CIO: „Die IT soll zur schnellstlernenden IT-Organisation in der Industrie werden.
Wir haben Mitarbeiter, egal mit welcher Funktion und ob innerhalb oder außerhalb der IT, eingeladen, damit sie die IT-Strategie mit festlegen und an der IT-Execution mitarbeiten.“ Rund 100 Beschäftigte aus allen Organisationen arbeiten nun an Themen in neun von ihnen definierten sogenannten Playing Fields, …“

  • L&D soll zur schnellstlernenden Organisation in der Branche werden
    müsste doch erst recht unsere Überschrift lauten. Und auch das Festlegen unseres Lern-Dienstleistungsportfolios sollte ebenso mit Vielen aus der ganzen Organisation geschehen.

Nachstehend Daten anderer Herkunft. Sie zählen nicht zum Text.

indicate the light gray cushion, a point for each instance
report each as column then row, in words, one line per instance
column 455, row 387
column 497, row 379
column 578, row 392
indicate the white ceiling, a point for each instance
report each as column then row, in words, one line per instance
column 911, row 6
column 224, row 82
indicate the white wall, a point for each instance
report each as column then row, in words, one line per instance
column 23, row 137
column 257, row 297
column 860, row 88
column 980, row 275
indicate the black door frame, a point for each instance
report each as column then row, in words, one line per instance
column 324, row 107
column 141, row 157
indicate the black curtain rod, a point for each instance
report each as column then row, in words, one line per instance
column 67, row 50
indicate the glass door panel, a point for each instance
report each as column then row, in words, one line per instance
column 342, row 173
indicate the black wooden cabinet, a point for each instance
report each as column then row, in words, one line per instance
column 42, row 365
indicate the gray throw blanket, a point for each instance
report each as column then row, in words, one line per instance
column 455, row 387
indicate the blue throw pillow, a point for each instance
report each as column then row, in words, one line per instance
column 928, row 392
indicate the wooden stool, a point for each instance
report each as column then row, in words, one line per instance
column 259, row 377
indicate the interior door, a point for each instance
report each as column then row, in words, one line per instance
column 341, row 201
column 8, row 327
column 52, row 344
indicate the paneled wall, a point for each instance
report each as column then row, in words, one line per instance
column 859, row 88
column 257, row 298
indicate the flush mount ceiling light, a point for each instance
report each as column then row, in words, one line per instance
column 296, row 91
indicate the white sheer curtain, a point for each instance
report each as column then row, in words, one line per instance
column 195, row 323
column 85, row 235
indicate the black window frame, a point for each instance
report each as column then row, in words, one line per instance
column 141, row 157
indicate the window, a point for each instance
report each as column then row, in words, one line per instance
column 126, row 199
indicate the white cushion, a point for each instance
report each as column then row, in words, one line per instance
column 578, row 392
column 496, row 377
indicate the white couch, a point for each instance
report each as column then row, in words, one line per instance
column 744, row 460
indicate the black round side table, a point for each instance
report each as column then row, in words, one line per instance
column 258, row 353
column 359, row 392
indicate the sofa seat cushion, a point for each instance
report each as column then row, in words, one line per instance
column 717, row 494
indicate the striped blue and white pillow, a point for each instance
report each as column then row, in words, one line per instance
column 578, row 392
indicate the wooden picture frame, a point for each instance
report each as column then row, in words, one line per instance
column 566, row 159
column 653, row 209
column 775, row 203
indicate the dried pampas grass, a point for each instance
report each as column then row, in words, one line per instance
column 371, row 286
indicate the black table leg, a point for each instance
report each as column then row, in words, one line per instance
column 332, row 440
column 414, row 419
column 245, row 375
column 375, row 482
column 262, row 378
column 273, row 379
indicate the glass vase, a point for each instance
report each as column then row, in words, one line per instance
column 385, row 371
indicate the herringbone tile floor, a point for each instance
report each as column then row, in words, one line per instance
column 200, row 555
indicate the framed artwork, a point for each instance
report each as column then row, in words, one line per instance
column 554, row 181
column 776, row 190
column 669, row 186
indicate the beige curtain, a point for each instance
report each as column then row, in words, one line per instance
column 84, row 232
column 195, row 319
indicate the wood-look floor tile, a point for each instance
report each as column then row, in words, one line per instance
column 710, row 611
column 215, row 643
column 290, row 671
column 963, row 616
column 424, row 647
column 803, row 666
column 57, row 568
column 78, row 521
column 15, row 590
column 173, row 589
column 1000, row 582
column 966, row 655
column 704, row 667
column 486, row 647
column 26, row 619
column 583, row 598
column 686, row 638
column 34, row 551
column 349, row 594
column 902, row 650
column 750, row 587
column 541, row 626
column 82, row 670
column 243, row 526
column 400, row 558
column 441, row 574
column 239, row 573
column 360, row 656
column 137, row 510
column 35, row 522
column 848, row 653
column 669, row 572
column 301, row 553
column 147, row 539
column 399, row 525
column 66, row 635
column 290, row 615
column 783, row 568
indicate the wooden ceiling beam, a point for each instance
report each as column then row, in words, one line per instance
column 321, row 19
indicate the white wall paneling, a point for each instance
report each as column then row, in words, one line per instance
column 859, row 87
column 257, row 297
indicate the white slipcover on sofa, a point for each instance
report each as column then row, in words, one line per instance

Nicht die üblichen „Hierarchie-Auftraggeber“ bestimmen dann unsere Dienstleistungen, wir machen uns selbst ein Bild über notwendige Entwicklungsunterstützungen für Menschen in der Organisation in Bezug auf die Ziele der gesamten Organisation – auch wenn die Ziele in stark bewegten Zeiten nicht immer so klar sind.

CIO: An zwei Zielen wollen wir uns messen lassen: „Die IT soll zur schnellstlernenden IT-Organisation in der Industrie werden„, und zum „Partner erster Wahl für alle Kollegen und Abteilungen im Konzern werden.

  • Wer Lernen gestalten will, muss selbstverständlich den anderen in der Organisation voraus sein. L&D hat gar keine andere Chance, als selbst die schnellstlernende Abteilung im Unternehmen zu sein. Selbst ausprobiert haben, was an Tools, Netzwerken und zugänglichen Inhalten gut fürs Lernen ist, ist Voraussetzung, um die erste Wahl für Kollegen und Abteilungen im Unternehmen zu sein. Noch sehe ich erst ganz wenige L&D-Kollegen auf diesem Weg.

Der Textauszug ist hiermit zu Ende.